Cehalet
Peygamberimiz sallallahu aleyhi ve sellem on dört asır önce bugün olacakları haber verdi. “Kıyamete yakın hakiki din âlimleri azalır. Cahil din adamları, kendi görüşleri ile hüküm vererek, insanları doğru yoldan saptırırlar” buyurdu.
“Âlim, cahili hemen tanır, çünkü daha önce o da cahildi. Cahil âlimi tanımaz, çünkü daha önce âlim değildi.” (Hz. Ali)
Âlimlerin kalmadığı, azaldığı zamanlarda onların kıymetli kitaplarından istifade edilmelidir. Cehalet, insanı dünya ve ahiret saadeti olan imandan mahrum bırakır. Veyahut da sahip olunan imanın elden çıkmasına sebep olur.
“Cahil olarak amel eden kişi, yoldan başka yerde yürüyen gibidir.” (Hz. Ali)

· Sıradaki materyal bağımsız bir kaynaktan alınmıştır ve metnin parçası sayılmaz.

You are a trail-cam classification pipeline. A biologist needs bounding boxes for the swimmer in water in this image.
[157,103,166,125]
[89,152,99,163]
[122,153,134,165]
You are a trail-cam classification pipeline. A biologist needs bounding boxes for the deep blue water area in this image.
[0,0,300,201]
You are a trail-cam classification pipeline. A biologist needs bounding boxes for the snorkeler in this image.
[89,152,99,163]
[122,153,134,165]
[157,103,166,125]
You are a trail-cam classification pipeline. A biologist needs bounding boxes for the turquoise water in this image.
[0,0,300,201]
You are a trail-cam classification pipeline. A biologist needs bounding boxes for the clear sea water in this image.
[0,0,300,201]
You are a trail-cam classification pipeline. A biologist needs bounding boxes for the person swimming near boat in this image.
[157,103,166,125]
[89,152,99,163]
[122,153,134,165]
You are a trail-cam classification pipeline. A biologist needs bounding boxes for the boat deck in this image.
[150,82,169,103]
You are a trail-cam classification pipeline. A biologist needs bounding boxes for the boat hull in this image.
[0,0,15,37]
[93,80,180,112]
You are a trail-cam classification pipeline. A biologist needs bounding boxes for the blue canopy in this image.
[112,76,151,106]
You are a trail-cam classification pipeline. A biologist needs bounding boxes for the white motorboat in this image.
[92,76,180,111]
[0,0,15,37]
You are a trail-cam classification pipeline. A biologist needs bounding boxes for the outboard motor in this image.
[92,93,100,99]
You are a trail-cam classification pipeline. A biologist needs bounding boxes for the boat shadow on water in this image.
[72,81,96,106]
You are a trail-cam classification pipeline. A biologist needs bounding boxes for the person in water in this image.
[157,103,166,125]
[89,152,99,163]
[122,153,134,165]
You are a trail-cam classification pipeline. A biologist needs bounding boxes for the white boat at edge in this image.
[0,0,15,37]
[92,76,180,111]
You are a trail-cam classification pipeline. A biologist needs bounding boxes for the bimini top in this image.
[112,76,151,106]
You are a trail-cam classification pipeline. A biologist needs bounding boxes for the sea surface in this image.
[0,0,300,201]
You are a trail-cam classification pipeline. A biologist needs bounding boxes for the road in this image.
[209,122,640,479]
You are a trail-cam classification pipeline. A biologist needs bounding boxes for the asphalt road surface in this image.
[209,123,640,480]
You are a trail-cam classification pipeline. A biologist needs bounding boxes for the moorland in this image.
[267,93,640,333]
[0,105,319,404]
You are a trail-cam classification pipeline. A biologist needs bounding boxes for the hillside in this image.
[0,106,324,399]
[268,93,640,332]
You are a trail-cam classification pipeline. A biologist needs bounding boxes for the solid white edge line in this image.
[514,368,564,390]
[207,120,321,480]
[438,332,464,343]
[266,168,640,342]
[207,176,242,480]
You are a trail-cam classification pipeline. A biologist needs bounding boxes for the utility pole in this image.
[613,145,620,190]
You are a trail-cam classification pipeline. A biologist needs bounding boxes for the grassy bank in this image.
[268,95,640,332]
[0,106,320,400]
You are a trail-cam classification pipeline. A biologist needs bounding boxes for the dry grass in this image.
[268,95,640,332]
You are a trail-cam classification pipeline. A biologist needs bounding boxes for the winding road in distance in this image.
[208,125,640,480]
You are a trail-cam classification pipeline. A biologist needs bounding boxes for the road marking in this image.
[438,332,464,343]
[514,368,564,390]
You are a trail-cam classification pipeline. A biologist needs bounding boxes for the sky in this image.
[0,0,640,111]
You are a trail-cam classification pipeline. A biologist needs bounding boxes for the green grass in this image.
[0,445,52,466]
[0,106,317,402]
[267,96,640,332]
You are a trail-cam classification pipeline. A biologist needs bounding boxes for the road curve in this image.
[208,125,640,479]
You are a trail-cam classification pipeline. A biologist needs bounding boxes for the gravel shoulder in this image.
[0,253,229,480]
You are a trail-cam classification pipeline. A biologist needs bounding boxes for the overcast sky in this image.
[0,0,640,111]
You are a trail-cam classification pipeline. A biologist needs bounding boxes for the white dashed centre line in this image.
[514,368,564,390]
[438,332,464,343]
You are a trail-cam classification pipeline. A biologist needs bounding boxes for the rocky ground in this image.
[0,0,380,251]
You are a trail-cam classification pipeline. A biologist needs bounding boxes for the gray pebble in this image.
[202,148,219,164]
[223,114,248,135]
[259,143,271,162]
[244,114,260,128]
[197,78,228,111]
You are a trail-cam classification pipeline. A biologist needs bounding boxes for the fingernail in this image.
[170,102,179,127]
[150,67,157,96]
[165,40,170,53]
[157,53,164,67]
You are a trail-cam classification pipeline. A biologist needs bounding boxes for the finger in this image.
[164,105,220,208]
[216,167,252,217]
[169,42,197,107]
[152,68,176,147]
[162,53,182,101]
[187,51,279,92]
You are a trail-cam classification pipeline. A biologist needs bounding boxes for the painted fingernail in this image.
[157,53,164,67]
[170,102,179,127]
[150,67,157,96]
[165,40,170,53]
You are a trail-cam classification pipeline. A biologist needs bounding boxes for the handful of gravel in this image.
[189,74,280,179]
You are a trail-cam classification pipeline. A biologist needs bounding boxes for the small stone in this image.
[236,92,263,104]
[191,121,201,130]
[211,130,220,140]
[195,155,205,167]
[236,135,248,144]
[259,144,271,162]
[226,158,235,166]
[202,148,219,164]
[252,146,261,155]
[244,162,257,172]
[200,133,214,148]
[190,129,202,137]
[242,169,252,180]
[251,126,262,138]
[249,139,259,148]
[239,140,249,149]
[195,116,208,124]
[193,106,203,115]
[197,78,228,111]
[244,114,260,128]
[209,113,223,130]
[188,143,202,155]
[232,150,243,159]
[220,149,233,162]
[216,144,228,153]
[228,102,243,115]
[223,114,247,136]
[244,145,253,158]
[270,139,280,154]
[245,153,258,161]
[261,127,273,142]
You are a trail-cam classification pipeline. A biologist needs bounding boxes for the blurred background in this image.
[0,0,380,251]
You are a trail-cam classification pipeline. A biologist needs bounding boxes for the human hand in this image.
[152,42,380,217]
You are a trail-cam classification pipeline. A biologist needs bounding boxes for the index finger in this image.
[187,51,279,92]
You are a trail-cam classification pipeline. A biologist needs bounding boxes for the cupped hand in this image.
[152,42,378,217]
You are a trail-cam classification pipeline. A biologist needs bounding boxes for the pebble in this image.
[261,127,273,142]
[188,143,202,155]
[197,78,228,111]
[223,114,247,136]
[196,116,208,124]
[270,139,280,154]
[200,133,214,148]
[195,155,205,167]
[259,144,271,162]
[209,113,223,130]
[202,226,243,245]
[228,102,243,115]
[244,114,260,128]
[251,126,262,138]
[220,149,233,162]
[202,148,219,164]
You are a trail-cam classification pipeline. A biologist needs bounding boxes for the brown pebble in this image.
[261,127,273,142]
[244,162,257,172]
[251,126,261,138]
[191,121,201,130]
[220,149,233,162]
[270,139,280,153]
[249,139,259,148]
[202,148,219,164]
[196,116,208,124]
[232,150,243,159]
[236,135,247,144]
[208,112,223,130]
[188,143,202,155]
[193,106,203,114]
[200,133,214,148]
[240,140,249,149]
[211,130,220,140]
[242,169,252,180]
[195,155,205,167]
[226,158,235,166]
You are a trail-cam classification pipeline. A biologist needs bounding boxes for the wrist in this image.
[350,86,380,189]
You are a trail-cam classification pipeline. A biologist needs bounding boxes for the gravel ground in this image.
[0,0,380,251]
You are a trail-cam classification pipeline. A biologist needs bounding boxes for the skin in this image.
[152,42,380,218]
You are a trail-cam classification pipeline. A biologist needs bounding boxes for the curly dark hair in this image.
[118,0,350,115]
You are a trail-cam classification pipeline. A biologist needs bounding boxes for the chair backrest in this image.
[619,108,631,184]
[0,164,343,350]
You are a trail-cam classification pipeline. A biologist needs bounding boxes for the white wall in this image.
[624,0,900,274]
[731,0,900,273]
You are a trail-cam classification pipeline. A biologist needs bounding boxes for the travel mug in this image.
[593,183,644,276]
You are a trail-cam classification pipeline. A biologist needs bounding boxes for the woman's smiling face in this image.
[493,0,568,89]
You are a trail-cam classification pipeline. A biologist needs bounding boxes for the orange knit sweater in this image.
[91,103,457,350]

İlim sahibi olunmayınca ya da yanlış veya eksik bilgilere sahip olup cahil kalınınca bidatlere, hurafelere sıkı sıkı sarılıp, sünnete ehemmiyet vermeme durumları ortaya çıkar. Şiddetle kaçınılması gerekenler bilinemiyor. Tıpkı ateşin, korun ne olduğunu yılanın, akrebin ne derece tehlikeli olduğunu bilmediği için onlardan kaçmayan küçük çocuklar gibi. Trafik kurallarını bilmeden, yol levhalarının anlamlarını bilmeden veya ciddiye almadan trafikte seyredenlerin başına çeşitli sıkıntılar gelebileceği gibi.
İnsanı fitneye, yanlışa sürükleyen etkenlerin başı cehalettir. Çünkü cahil kimselerin kandırılması çok kolaydır. Dinimizde, ilim öğrenmekten daha kıymetli bir şey yoktur. İşlerin hepsi, ilim ile doğru olur, ilimsiz bir şey yapılamaz. Peygamber efendimize “İşlerin hangisi üstündür?” diye üç kere sual edildi. Peygamber efendimiz her seferinde “İlimdir” buyurdu. “Ya Rasulullah bunun hikmeti nedir?” diye sorulduğunda “Çünkü hiçbir şey ilimsiz doğru olmaz ve onsuz hiç kıymeti olmaz.” buyurdu.
Din bilgilerini öğrenmeden başka şeyler öğrenenler ve çocuklarına doğru din bilgisi öğretmeden, para, mal, mevki kazanmaları için uğraşanlara ne demelidir! İstikbali temin etmek, acaba bunları kazanmak mıdır? Yoksa Allah Teâlâ’nın rızasını kazanmak mıdır? Her vahşetin altında cehalet yatar. Peygamberimiz sallallahu aleyhi ve sellem ne güzel buyurmuş; “İlim olan yerde Müslümanlık vardır. İlim olmayan yerde Müslümanlık kalmaz.”
Âlimler, cahilin altı vasfı olduğunu ve bunlarla tanınacaklarını söyler:
1- Hemen öfkelenirler.
2- Faydası olmayan şeylerden konuşurlar.
3- Yersiz (yanlış yerlere) sadaka verirler.
4- Sırrı korumayıp ifşa eder ve yayarlar.
5- Dostunu ve düşmanını birbirinden ayıramazlar.
6- Herkese güvenirler.
Ölmemek için yemek ve içmek lazım olduğu gibi din düşmanlarına aldanmamak, dinden çıkmamak için de İslamiyet’in emir ve yasaklarını öğrenmek lazımdır. Ecdadımız her zaman bir araya gelir, ilmihâl kitaplarını okur, dinlerini öğrenirlerdi. Ancak bu şekilde Müslüman olarak kalabilmişler ve İslamiyet’i bizlere doğru olarak ulaştırabilmişlerdi.